Some organic-focused plant enthusiasts may tolerate light infestations if the plants seem to thrive despite the insects. They are usually very attentive to their plants and will have a remedy on hand for the moment when the plant shows the slightest sign of strain.
Quick Facts About Scale Insects
|Hard scale||Soft scale||Mealybug|
|Adult Size (length)||Very small, about 1/16” to 1/8”||From 1/8” to ¼”||from 1/20 to 1/5”|
|Insect identification||Lightly oval, slightly elongated-shaped bumps which blend in with plant.||Convex shape, light, and tan colored with fuzz or filament protection||Lightly oval-shaped. Ringed with waxy filaments, they have distinct parallel segments.|
|Adult females are anchored permanently to the plant. Males take flight. Nymphs or crawlers are mobile and not covered in wax||Adults can move slowly, but it is rare for them to do so. Nymphs or crawlers are mobile and not covered in wax||Adults can move slowly, but it is rare for them to do so. Males take flight. Nymphs or crawlers are mobile and not covered in wax|
|Location on plants||Congregate on leaves, mainly underside, twigs, stems, and fruit.||Congregate on underside of leaves, on stems around petioles/leafstalks and branches, and concealed areas||Congregate on underside of leaves, on stems around petioles/leafstalks and branches, and concealed areas|
|How scale damages plants||Feed on individual plant cells||Feed on phloem tissue/plant sap from leaves and stems||Feed on phloem tissue/plant sap from leaves and stems|
|Plant damage||Leaves wilt, curl and discolor. Premature leaf drop and malformed fruits Smaller twigs and branches may die back Worst case, the entire plant is destroyed.|
|Other indicators of scale infestation||Do not secrete honeydew||Secrete sticky-sweet honeydew sooty mold tends to grow.||Secrete sticky-sweet honeydew sooty mold tends to grow.|
|No significant indicators||Ants and whitefly congregate around scale-infested plants. They feed off the honeydew. Ants are a mutualistic relationship with scale. They ‘farm’ and protect the scale insects to secure the honeydew as a food source.||Ants and whitefly congregate around scale-infested plants. They feed off the honeydew. Ants are a mutualistic relationship with scale. They ‘farm’ and protect the scale insects to secure the honeydew as a food source.|
Having houseplants is a great way of adding character and color, fresh air, and happiness to your home.

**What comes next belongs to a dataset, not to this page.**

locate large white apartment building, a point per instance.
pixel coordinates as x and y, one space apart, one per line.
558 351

Scale insects can turn the lovely greenery into a sticky mess of sooty, sticky honeydew-covered plants with yellowing and fallen leaves. That’s not so pretty.
It’s essential to have a protocol of preventative and curative interventions at the ready to prevent scale from infesting your houseplants. If you keep them well-watered, well-fed, and positioned for enough sunlight, the chances of attracting scale insects are low. If you do notice them, take action immediately to keep them healthy and thriving.